Si la Warner tarde à en prendre conscience, James Cagney aime prouver à de multiples reprises qu’il peut jouer autre chose qu’un voyou, même si - avouons-le - il excelle dans ce domaine. C’est ainsi qu’il est en tête d’affiche de la comédie musicale La Glorieuse parade de Michael Curtiz, gros succès de l’année 1942. Ce film lui permet d’obtenir l’Oscar du Meilleur acteur, et le prix de la critique new-yorkaise, une récompense qu’il avait déjà obtenue avec Les Anges aux figures sales quatre ans auparavant, également sous la houlette de Curtiz. Malgré ses nombreux démêlés avec la Warner - témoignant de son caractère obstiné - et sa volonté de se diversifier, James Cagney joue, en 1949, dans l’un de ses films les plus connus : L'Enfer est à lui de Raoul Walsh. Sa prestation d’un gangster névrosé et fils à sa maman restera à jamais gravée dans les annales. L’acteur explique d’ailleurs s’être inspiré de son propre vécu pour composer ce personnage culte.

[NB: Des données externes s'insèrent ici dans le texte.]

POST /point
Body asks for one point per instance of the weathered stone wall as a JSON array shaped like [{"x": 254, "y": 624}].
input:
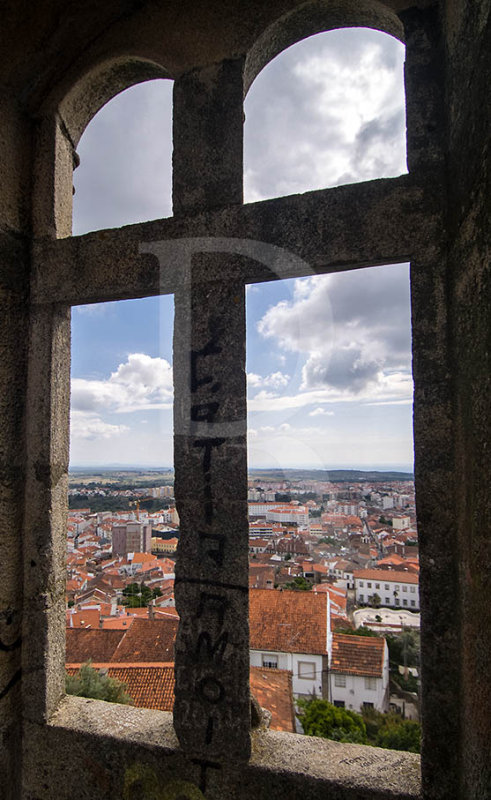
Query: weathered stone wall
[
  {"x": 468, "y": 62},
  {"x": 60, "y": 65}
]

Par la suite, James Cagney alterne les studios en tournant avec les plus grands, de John Ford (What Price Glory, 1952) à Gordon Douglas (Un Fauve en liberté, 1950, Feu sur le gang, 1951), en passant par Nicholas Ray (A l'ombre des potences, 1955). Il endosse même la casquette de réalisateur avec A deux pas de l'enfer en 1957, qui n’est malheureusement pas un succès. Epuisé et de plus en plus affecté par ses jambes, le comédien choisit de se retirer du cinéma après avoir joué dans la comédie Un, deux, trois (Billy Wilder, 1961), pour se consacrer à sa femme, sa ferme et ses chevaux qu’il adore. Une vingtaine d’années plus tard, l’atypique cinéaste Milos Forman lui offre le rôle d’un chef de police - contrastant ainsi avec ses personnages de gangsters durs à cuire - dans Ragtime, où il retrouve l’un de ses partenaires des années 1930, Pat O'Brien, pour lequel il s’agit également du dernier film. A 86 ans, James Cagney est finalement emporté par la maladie. D’une enfance difficile aux plateaux des plus grands films de gangsters, en passant par ses procès contre la Warner et ses comédies musicales, il laisse derrière lui un parcours exceptionnel, tout droit sorti d’un film hollywoodien.